Escute o IBAMA, presidente Lula

Técnicos do órgão foram claros: Petrobras não cumpriu a legislação ambiental para explorar petróleo na foz do Amazonas. Um líder responsável não pode ignorar isso.
18 de novembro de 2024
  • Por Alexandre Gaspari, jornalista no ClimaInfo.
Escute o IBAMA presidente
Elaine Menke/Câmara dos Deputados

Dezenas de técnicos do IBAMA que atuaram no pedido de licença feito pela Petrobras para explorar combustíveis fósseis no bloco FZA-M-59, na foz do Amazonas, não deixaram dúvidas sobre o alto risco da atividade para a região. A petroleira respondeu a todos os questionamentos do órgão ambiental e declarou ter aumentado a lista de ações de prevenção e mitigação a possíveis vazamentos de petróleo.

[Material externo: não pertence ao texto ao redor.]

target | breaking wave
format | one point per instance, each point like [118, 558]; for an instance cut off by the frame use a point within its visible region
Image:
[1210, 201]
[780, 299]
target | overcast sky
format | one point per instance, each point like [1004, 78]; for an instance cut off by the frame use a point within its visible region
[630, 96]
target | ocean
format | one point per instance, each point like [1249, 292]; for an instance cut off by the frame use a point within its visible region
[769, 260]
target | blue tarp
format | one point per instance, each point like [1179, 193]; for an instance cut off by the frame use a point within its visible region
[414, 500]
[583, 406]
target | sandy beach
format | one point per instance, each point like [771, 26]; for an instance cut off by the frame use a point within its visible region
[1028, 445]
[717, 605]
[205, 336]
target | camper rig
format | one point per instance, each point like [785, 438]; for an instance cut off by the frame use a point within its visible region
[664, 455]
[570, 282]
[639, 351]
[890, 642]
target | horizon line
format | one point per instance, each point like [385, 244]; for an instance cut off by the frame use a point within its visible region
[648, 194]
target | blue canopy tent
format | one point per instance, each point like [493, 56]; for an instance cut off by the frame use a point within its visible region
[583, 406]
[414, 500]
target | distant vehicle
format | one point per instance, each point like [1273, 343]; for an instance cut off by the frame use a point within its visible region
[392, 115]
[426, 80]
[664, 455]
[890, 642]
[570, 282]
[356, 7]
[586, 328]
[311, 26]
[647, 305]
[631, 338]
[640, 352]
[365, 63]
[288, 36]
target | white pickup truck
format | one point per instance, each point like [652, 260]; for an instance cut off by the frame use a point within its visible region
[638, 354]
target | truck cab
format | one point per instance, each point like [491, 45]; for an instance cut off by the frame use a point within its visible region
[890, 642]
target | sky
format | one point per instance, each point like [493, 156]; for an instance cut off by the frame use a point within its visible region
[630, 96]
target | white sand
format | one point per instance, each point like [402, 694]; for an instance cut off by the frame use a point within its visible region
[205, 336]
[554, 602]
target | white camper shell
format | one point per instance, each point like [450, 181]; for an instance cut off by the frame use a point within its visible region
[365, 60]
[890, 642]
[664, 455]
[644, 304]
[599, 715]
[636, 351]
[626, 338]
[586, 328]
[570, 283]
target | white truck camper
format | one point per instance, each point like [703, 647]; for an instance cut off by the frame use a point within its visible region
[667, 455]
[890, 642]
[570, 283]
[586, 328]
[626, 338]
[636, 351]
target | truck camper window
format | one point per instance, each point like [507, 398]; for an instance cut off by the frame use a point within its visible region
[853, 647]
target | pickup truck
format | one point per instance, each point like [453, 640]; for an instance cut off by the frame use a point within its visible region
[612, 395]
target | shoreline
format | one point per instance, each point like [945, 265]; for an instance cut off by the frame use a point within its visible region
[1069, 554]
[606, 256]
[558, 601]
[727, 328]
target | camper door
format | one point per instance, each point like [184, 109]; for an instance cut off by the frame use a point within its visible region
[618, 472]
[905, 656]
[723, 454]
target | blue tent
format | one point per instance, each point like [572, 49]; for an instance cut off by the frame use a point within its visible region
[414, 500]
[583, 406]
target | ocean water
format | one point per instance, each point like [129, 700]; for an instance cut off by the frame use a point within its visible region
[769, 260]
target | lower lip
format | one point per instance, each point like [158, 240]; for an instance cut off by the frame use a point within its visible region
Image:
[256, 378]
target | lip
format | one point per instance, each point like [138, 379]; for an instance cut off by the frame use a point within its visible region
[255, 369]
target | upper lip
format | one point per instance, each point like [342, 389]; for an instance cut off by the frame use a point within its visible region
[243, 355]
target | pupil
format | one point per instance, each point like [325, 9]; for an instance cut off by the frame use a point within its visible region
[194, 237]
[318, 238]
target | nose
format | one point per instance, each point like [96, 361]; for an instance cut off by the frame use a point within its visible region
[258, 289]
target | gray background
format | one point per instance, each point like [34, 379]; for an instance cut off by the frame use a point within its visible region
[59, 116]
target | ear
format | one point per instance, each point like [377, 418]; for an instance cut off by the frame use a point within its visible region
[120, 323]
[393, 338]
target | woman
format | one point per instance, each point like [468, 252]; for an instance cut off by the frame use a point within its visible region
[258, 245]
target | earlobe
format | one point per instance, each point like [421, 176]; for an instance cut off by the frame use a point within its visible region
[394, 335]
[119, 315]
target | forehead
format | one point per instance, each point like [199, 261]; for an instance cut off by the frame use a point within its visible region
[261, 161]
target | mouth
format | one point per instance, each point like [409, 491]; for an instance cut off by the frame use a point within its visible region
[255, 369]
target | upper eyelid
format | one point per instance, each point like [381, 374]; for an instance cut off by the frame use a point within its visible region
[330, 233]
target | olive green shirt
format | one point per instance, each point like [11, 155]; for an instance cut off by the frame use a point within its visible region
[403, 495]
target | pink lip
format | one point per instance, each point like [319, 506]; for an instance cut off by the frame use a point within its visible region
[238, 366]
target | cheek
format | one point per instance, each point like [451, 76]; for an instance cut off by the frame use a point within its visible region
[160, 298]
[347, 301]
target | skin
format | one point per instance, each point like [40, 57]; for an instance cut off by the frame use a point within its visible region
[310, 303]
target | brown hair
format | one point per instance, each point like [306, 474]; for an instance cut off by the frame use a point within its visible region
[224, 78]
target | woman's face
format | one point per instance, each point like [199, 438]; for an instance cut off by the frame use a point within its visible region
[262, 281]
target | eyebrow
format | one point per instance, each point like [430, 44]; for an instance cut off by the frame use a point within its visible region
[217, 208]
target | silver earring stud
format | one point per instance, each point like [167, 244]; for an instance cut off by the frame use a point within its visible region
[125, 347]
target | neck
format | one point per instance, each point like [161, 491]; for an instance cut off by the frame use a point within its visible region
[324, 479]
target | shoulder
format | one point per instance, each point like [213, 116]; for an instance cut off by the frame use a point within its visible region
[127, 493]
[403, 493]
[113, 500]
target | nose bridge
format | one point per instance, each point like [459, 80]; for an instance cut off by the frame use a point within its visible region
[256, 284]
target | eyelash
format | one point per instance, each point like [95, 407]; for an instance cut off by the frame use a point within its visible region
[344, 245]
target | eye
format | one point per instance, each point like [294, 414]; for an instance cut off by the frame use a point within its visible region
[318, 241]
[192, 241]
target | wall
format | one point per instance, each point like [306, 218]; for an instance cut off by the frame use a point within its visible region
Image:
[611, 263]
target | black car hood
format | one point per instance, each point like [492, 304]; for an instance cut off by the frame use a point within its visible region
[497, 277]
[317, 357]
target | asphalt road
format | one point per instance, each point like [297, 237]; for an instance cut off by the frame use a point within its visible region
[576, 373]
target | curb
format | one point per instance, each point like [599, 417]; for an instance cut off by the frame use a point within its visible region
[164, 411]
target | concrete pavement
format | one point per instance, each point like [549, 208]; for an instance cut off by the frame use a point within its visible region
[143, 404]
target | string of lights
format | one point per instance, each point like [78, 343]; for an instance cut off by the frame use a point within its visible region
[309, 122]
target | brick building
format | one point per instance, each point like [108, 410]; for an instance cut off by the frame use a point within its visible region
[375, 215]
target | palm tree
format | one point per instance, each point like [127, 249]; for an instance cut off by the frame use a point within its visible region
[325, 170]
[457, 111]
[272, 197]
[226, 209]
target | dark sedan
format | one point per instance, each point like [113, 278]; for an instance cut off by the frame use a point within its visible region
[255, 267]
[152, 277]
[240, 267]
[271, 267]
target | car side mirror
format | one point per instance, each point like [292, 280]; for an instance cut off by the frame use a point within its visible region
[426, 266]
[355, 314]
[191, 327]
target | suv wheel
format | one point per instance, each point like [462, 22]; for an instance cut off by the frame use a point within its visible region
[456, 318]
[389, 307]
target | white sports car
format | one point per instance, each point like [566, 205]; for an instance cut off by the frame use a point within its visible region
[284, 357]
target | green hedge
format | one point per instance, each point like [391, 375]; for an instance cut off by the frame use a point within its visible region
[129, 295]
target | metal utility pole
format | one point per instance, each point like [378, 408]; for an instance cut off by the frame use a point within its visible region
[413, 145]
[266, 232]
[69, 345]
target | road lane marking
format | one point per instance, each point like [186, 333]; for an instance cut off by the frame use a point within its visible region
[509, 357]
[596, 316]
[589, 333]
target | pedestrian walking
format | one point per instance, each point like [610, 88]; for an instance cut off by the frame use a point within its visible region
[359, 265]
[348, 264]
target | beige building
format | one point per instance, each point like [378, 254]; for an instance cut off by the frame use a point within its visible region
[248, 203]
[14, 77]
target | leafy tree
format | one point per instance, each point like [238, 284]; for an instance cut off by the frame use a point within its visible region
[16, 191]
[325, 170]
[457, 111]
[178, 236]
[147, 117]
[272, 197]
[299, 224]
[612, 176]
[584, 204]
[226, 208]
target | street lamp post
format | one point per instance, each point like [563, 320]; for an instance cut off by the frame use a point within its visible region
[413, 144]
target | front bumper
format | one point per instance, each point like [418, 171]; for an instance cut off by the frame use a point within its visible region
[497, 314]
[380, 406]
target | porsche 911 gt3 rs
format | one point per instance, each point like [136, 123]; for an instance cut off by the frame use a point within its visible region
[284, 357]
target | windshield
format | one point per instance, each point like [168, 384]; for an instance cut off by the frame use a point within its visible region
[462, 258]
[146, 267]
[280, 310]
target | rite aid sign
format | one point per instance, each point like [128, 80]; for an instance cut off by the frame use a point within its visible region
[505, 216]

No entanto, cumprindo a legislação ambiental, os especialistas, em um parecer detalhado, negaram novamente a autorização para a estatal perfurar um poço na área e recomendaram o arquivamento definitivo do processo de licenciamento. 

O presidente do IBAMA, Rodrigo Agostinho, contudo, decidiu não arquivar o processo. Argumentou que, antes disso, iria “dar ciência” à Petrobras e permitir à petroleira responder às avaliações dos técnicos. Foi uma brecha para que a pressão política sobre um tema puramente técnico voltasse com força total. A começar por uma “visita” dos senadores do Amapá Davi Alcolumbre (União Brasil) e Randolfe Rodrigues (PT) e do governador amapaense Clécio Luís (Solidariedade) à presidente da Petrobras, Magda Chambriard, sabida defensora da exploração de petróleo no Brasil “até a última gota”, na sede da empresa, no Rio de Janeiro. 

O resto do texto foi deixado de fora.